Enfin, une véritable gestion des risques à l'international concerne également l'organisation de la maison mère puisqu'elle exige un dispositif de reporting et de traçage efficace. A tout moment, l'entreprise doit savoir où sont ses collaborateurs. « L'inscription sur le «Registre des Français établis hors de France» auprès des consulats est un préalable indispensable pour les expatriés. Ensuite, je vois souvent les entreprises se tourner vers le service chargé des réservations de billets d'avion », évoque Claude Mulsant. Celle-ci convient que, si le suivi des expatriés est souvent rodé, il est plus aléatoire pour les voyageurs d'affaires, moins encadrés, plus difficiles à localiser, dont les déplacements ne font pas systématiquement l'objet d'une information à la DRH. C'est sur ce point que pèche la gestion des risques à l'international, dont la responsabilité se dilue encore trop souvent entre de multiples services.

L'essentiel

1 Soumises à une obligation de résultats en matière de sécurité, les entreprises élaborent ou renforcent leur gestion des risques à l'égard des expatriés et des voyageurs d'affaires.

2 Un contentieux consécutif à une sous-estimation du principe de précaution est quasi systématiquement favorable au salarié victime.

3 Les procédures abouties, surtout dans les groupes internationaux, prévoient une phase de prévention et de formation, puis l'accompagnement sur le terrain et le reporting à la maison mère.

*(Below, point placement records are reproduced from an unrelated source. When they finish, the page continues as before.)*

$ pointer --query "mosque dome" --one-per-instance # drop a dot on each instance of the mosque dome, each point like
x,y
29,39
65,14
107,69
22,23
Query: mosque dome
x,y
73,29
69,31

Des risques divers : histoires vraies

• Un Français voyageant fréquemment par avion est victime d'une crise cardiaque en plein vol. Son employeur, par souci d'économie, avait exigé que ses employés se déplacent en classe économique.

• Une femme d'affaires américaine atterrit à Londres après un vol de nuit, prend le volant de sa voiture de location pour se rendre à une réunion de travail programmée dans la matinée. Fatiguée par le voyage et n'ayant pas l'habitude de conduire à gauche, elle est impliquée dans un accident grave de la route.

• Un ingénieur danois, à la suite d'un retard de son avion, rate sa correspondance et arrive en Inde avec un jour de retard. Entre-temps, l'hôtel de Bombay dans lequel il devait séjourner est attaqué par des terroristes. En l'absence de procédure de reporting, son employeur a été incapable de le localiser pendant plus de vingt-quatre heures.

• L'épouse d'un expatrié en Thaïlande souffre d'une douleur au bras et d'une subite infection aux yeux. Quelques mois plus tôt, elle avait été mordue par un chien. Le salarié et sa famille n'avaient pas été vaccinés avant de quitter leur pays d'origine.

• Un Européen est arrêté à l'aéroport aux Etats-Unis pour avoir utilisé son téléphone portable dans un périmètre protégé de la zone de l'immigration et des douanes, il n'avait ni remarqué les consignes affichées ni tenu compte de l'avertissement verbal de l'agent.

• A son arrivée à l'aéroport dans un pays d'Asie, un ingénieur engage un chauffeur de taxi pour le conduire dans un chantier à une centaine de kilomètres. En route, il lui demande de s'arrêter pour utiliser les toilettes d'un établissement. Revenant à la voiture, il découvre que le taxi a disparu avec tous ses effets, y compris son passeport et son téléphone portable. Ayant contacté la police locale, il est mis en détention pour défaut de papiers d'identité.